FDA Approves Up To 3 Tubes of Ameluz Topical Gel, 10% In 1 Treatment
The US Food and Drug Administration (FDA) has approved a supplemental new drug application (sNDA) to increase the maximally approved dosage from one to three tubes of Biofrontera Inc.’s Ameluz® per treatment, the company announced.
Biofrontera Inc. said in a press release that the approval allows healthcare professionals greater flexibility in addressing larger or multiple treatment areas for patients undergoing photodynamic therapy (PDT) for actinic keratosis (AK) on the face and scalp, leading to greater convenience for both healthcare practitioners and their patients.
“We are delighted with the FDA’s decision to approve the use of up to three tubes of Ameluz® per treatment,” Dr. Hermann Luebbert, Chief Executive Officer and Chairman of Biofrontera Inc., said in the release. “We are now working with Medicare and commercial payers to obtain reimbursement for this label update and will notify our customers accordingly.”
The sNDA was supported by two clinical Phase I safety studies in which three tubes of Ameluz® were applied to 116 patients. The studies showed that the blood concentrations of the active ingredient and the metabolite were several magnitudes below those at which side effects are known to occur, and that the systemic and application site adverse events were equivalent to those observed with one tube of Ameluz®.
Dr. Luebbert noted that Ameluz® is the only PDT photosensitizer indicated by the FDA for both lesion-directed and field-directed treatment of AKs, and that the approval will allow dermatologists to offer the more comprehensive option they desired for their patients, while maintaining the proven efficacy and safety profile of Ameluz®.

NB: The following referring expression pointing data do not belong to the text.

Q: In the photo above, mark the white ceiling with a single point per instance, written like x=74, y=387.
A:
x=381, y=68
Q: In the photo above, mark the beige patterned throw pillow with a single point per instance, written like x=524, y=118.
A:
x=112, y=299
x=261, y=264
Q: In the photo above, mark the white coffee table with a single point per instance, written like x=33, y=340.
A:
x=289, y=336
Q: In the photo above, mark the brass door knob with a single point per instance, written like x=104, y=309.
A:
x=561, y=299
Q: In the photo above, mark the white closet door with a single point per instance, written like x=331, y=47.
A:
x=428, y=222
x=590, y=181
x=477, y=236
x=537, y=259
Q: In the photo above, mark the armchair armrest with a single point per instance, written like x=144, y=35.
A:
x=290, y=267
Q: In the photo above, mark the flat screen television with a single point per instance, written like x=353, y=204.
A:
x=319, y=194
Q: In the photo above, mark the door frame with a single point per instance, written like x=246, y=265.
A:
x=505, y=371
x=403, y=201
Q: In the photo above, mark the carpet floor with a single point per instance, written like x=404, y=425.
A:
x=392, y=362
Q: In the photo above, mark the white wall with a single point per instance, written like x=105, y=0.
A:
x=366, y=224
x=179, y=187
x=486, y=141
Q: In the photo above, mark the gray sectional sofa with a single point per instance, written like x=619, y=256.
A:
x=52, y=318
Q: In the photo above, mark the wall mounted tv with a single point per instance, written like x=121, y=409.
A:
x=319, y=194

“Up to 60% of squamous cell carcinomas begin as untreated AK lesions, so it’s important for us to be able to treat the entire affected field,” Dr. Jonathan Weiss, investigator and co-managing partner at Georgia Dermatology Partners in Atlanta, said in the press release. “I have used Ameluz® now for more than 7 years for the management of AK because of the demonstrated efficacy and safety it delivers. With the approval of the sNDA, I look forward to being able to use up to three tubes for those patients that need them.”